Chinese logistics remain challenging
Mills are looking at trying to export more material now that domestic demand for finished aluminium products is depressed, a second Chinese steel trader said.

One problem is with logistics’ issues, with quarantine rules restricting the free movement of truck drivers in key areas such as Shanghai.

“The transportation restrictions have affected our logistics for material delivery, which almost tripled our delivery cost compared with before China’s Lunar New Year,” an aluminium sheet producer in northern China said on February 12.

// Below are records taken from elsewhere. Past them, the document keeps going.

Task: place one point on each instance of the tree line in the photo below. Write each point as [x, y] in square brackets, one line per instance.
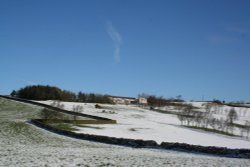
[41, 92]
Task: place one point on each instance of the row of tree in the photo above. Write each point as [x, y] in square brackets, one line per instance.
[191, 117]
[40, 92]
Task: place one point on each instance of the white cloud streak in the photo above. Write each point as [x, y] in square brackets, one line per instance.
[117, 40]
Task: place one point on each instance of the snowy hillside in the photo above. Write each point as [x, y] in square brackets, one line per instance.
[22, 144]
[137, 123]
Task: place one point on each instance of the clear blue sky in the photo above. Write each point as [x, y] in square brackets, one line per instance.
[191, 48]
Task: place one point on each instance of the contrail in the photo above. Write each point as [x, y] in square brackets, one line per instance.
[117, 40]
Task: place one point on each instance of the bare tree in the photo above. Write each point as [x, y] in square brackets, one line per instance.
[232, 116]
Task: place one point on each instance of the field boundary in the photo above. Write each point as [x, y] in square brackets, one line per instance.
[135, 143]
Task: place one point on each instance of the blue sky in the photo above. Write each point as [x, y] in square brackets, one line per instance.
[191, 48]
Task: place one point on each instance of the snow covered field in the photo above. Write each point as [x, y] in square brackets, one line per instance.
[22, 144]
[138, 123]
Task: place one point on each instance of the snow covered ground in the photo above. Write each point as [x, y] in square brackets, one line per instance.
[138, 123]
[22, 144]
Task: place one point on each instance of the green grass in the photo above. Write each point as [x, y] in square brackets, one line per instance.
[211, 130]
[86, 126]
[132, 129]
[63, 126]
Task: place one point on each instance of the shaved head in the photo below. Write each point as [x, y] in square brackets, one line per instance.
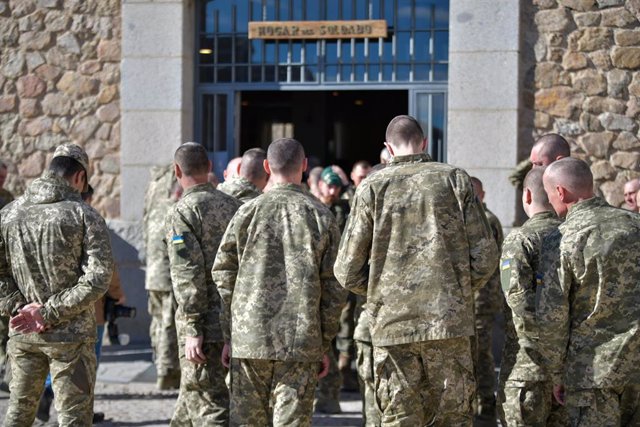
[192, 159]
[404, 131]
[285, 156]
[549, 148]
[251, 165]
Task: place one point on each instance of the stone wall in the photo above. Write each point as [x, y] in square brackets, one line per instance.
[583, 81]
[59, 82]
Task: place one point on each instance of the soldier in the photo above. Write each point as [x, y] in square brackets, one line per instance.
[162, 193]
[5, 198]
[195, 225]
[590, 302]
[522, 373]
[487, 304]
[251, 179]
[630, 190]
[549, 148]
[431, 249]
[55, 262]
[281, 302]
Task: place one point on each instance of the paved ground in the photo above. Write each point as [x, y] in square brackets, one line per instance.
[126, 393]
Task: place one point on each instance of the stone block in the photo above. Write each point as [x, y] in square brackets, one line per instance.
[618, 17]
[559, 101]
[627, 37]
[152, 83]
[153, 29]
[574, 61]
[612, 121]
[579, 5]
[482, 25]
[626, 160]
[626, 57]
[150, 137]
[596, 144]
[589, 82]
[590, 39]
[7, 103]
[626, 141]
[552, 20]
[30, 86]
[499, 131]
[587, 19]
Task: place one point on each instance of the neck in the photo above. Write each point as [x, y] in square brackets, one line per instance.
[187, 182]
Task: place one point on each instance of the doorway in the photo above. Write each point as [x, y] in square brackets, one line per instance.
[335, 127]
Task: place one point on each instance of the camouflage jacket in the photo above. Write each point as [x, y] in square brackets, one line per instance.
[418, 245]
[5, 197]
[54, 250]
[590, 303]
[157, 202]
[195, 226]
[488, 299]
[240, 188]
[520, 273]
[274, 272]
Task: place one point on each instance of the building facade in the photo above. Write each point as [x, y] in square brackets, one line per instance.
[132, 79]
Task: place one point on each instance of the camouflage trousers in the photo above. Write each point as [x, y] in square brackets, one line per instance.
[531, 404]
[73, 374]
[203, 399]
[604, 407]
[272, 392]
[364, 363]
[164, 341]
[425, 383]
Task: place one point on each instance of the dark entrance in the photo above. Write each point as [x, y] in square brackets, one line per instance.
[335, 127]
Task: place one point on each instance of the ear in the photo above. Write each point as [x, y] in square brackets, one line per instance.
[527, 196]
[386, 144]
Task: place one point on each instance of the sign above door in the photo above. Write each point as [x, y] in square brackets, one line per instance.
[279, 30]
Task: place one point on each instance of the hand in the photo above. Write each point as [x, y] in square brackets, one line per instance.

Road issues mean that only state-owned steel mills with their own rail capabilities are able to easily receive raw materials or move finished products to the ports, the second steel trader said.

Fastmarkets’ weekly price assessment for steel cold-rolled coil export, fob China was $520-525 per tonne on Tuesday February 11, down by $15-20 per tonne from $535-545 per tonne a week ago.

Once material has arrived at the port, operations remain slower than usual due to reduced numbers of employees, temperature checks on workers and cargo bottlenecks, one shipping company said on Tuesday, adding that operations are smoother than last week.

The good news for exporters is that once material is loaded to a vessel, the recent dive in global freight rates means sea transport has become more affordable.

The capesize freight rate from Brazil’s Tubarao to China’s Qingdao port was at $13.60 per tonne on February 10, one major freight provider said, down by more than a quarter since January 1.

Miranda Song in Shanghai, and Ken Lee Kiat in Singapore, contributed to this article.